John Lash. Je voulais mentionner cet ouvrage que je recommande, malgré cette erreur très importante, et peut-être d’autres erreurs de ce type, en raison de la vision globale qu’il développe du sujet et en particulier parce qu’il complète ce dont nous avons discuté ici à plusieurs reprises, à savoir la prohibition de notre accès aux plantes médicinales et sacrées que l’on sait être totalement inoffensives, non-addictives, dont on connaît les qualités de guérison, de vision et que l’on sait avoir été expérimentées et utilisées par les cultures Indigènes durant de nombreux millénaires. Une des choses qu’Escohotado fait parfaitement dans son ouvrage, c’est qu’il décrit en détails, en revenant à l’époque des guerres de l’opium, durant le 19ème siècle, le double-jeu que les Autorités ont toujours joué, ces mêmes Autorités religieuses et gouvernementales qui prohibent des substances naturelles et qui en tirent également profit et les utilisent à leur manière, derrière la scène publique.

Tout cela est devenu très clair, pour nous, au moment de l’affaire Iran-Contra en 1986 et je pense que tous les individus, qui sont socialement éclairés de nos jours, sont plus ou moins conscients que les Etats, qui organisent des campagnes de lutte contre les drogues, sont également totalement impliqués dans le commerce de ces mêmes drogues. Tout cela est décrit magnifiquement dans cet ouvrage et cela permet vraiment d’ouvrir les yeux.

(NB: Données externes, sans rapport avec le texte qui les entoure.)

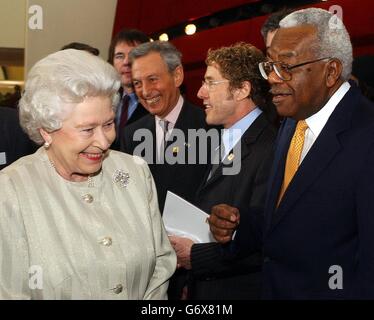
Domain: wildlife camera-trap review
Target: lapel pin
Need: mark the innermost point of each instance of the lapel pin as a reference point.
(175, 149)
(121, 177)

Je voudrais maintenant vous poser à tous une question que je considère être, sans doute, l’une des questions les plus essentielles de cet échange. Jusqu’à quel point êtes-vous prêts à accepter de tout laisser passer? Supposons que le jour arrive où Google News vous apprenne que le gouvernement des USA a interdit les courgettes et les framboises. Jusqu’à quel point êtes-vous prêts à accepter de tout laisser passer? Jusqu’à quel point sommes nous prêts, en tant que société d’individus qui s’éveillent, à accepter de tout laisser passer? Il est vrai qu’il n’est pas aisé de protester à l’encontre des actions du gouvernement et cela demande du courage et des tripes de protester et de s’opposer aux Autorités. Mais ce que je veux mettre en exergue est le point suivant: selon ce que je pense, et selon la compréhension que j’ai de cette époque critique en laquelle nous vivons, c’est une problématique décisive.

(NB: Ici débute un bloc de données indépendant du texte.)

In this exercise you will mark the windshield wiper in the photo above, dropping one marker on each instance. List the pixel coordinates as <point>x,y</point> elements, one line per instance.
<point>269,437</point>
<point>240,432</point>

Allons-nous permettre au gouvernement de nous terroriser au nom de la lutte contre le terrorisme? Allons-nous permettre au gouvernement de nous ôter toutes nos libertés civiles aux USA, par le biais du Patriot Act. Allons-nous permettre au gouvernement de soumettre les gens à des fouilles absurdes et humiliantes dans les aéroports, qui n’ont jamais donné aucun résultat? Combien d’absurdités allons nous accepter? Je pense que nous allons arriver, sans doute, au point où une absurdité finale et absolument inacceptable va prévaloir: à savoir l’absurdité de voir des plantes complètement inoffensives devenir interdites et répertoriées dans la même catégorie que l’héroïne.

Joanna Harcourt-Smith. Nous avons parlé de tout cela durant les deux dernières semaines. Cela me touche profondément d’avoir compris avec toi que tout cela va très très loin parce que, comme je le vois, c’est en fait une séparation entre la Terre et les êtres humains, entre les êtres humains et les animaux, entre les êtres humains et les plantes et les minéraux. Je pense qu’il est extrêmement grave que cela devienne dangereux pour certaines personnes de posséder un crapaud du Colorado (Bufo alvarius) comme animal de compagnie. Comme tu viens de le dire: jusqu’où tout cela va-t-il nous amener?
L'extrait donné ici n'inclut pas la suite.